GridDS: a hybrid data structure for residue computation in point set matching

Abstract

Registration of 3D point clouds is a problem that arises in a variety of research areas such as computer vision, computer graphics and computational geometry. This situation causes most papers in the area to focus on solving practical problems by using data structures often developed in theoretical contexts. Consequently, discrepancies arise between asymptotic cost and experimental performance. The point cloud registration or matching problem encompasses many different steps. Among them, the computation of the distance between two point sets (often refereed to as residue computation) is crucial and can be seen as an aggregate of range searching or nearest neighbor searching. In this paper, we aim at providing theoretical analysis and experimental performance of range searching and nearest neighbor data structures applied to 3D point cloud registration. Performance of widely used data structures such as compressed octrees, KDtrees, BDtrees and regular grids is reported.
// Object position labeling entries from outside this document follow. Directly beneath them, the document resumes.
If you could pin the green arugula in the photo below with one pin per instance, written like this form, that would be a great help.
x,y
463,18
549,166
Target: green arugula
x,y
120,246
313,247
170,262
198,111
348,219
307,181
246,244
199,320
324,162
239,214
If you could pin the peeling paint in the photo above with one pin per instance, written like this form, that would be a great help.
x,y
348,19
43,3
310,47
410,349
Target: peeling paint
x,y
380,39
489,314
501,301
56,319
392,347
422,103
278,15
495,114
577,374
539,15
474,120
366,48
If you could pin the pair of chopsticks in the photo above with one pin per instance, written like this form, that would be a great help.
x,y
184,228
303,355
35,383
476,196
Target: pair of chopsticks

Additionally, we present a new hybrid data structure named GridDS, which combines a regular grid with some preexisting “inner” data structure in order to meet the best asymptotic bounds while also obtaining the best performance. The experimental evaluation in both synthetic and real data demonstrates that the hybrid data structures built using GridDS improve the running times of the single data structures. Thus, as we have studied the performances of the state-of-the-art techniques managing to improve their respective running times thanks to GridDS, this paper presents the best running time for point cloud residue computation up to date.